Decided: February 23, 2010

Monte Kevin Davis, Atlanta, for Bruce. Charles Alan Spahos, Jefferson Frisby Upchurch, for The State.

After the trial court declared a mistrial during Michael Bruce's trial for driving under the influence, Bruce filed a plea in bar requesting the dismissal of the accusation on double jeopardy grounds. Following a hearing, the trial court denied the plea in bar, and Bruce appeals. We affirm because, based on the limited record before us, we cannot determine that the trial court abused its discretion in finding a manifest necessity for the mistrial.

As a rule, if the trial court declares a mistrial over the defendant's objection or without his consent, the defendant may be retried, but only if there was a “manifest necessity” for the mistrial.1 “Manifest necessity can exist for reasons deemed compelling by the trial court, especially where the ends of substantial justice cannot be attained without discontinuing the trial.”2 “Manifest necessity exists when the accused's right to have the trial completed by a particular tribunal is subordinate to the public interest in affording the prosecutor one full and fair opportunity to present his evidence to an impartial jury.”3 The trial court's judgment that there was a manifest necessity to grant a mistrial is entitled to great deference.4

There is no transcript of the DUI trial because Bruce waived the presence of a court reporter. According to the trial court's order denying the plea in bar, the State was prejudiced during cross-examination of one of its witnesses, a police officer, when, over the State's objection, defense counsel asked the officer about a prior conversation between the officer and defense counsel. The trial court characterized the prejudice as defense counsel's “interject[ion][of] plea negotiations into trial.” It appears from the motion hearing that the State requested a mistrial, which was opposed by the defense. In its order denying the plea in bar, the trial court found that “it was manifestly necessary for the Court to grant a mistrial.”

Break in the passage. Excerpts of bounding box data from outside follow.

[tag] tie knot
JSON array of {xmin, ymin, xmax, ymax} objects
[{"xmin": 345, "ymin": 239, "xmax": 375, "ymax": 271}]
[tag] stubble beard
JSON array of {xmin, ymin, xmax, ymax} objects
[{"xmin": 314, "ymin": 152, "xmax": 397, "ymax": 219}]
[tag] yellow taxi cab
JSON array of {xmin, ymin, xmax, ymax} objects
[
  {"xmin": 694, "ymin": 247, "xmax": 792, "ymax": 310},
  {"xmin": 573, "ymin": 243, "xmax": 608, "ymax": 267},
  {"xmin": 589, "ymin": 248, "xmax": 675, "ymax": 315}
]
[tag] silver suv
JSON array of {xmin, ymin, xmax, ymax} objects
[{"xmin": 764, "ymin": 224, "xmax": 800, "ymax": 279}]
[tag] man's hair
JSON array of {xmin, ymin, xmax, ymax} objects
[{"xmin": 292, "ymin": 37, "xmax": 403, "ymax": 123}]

Bruce argues that during the trial his defense counsel properly questioned an adverse witness about a prior inconsistent statement and that there was no evidentiary infraction that justified a mistrial.5 Notwithstanding Bruce's arguments, we cannot review the question which the trial court found to be prejudicial because there is no transcript of the trial, and the question is not otherwise established by the record.6 “Deference to the judge's sound discretion ․ precludes a reviewing court from assuming, in the absence of record evidence, that the trial judge deprived a defendant of constitutional rights.”7

Significantly, the trial court found that defense counsel, who “raised his voice, speaking over the State, asking the Officer his question,” acted intentionally in seeking the prejudicial information. A trial court “is especially empowered to avoid the absurdity of a defendant benefitting from the prejudicial error he created.”8 We cannot, based on the record before us, find that the trial court abused its discretion in granting a mistrial. It follows that the trial court did not err in refusing Bruce's plea in bar.9

Judgment affirmed.

DOYLE, Judge.

BLACKBURN, P.J., and ADAMS, J., concur.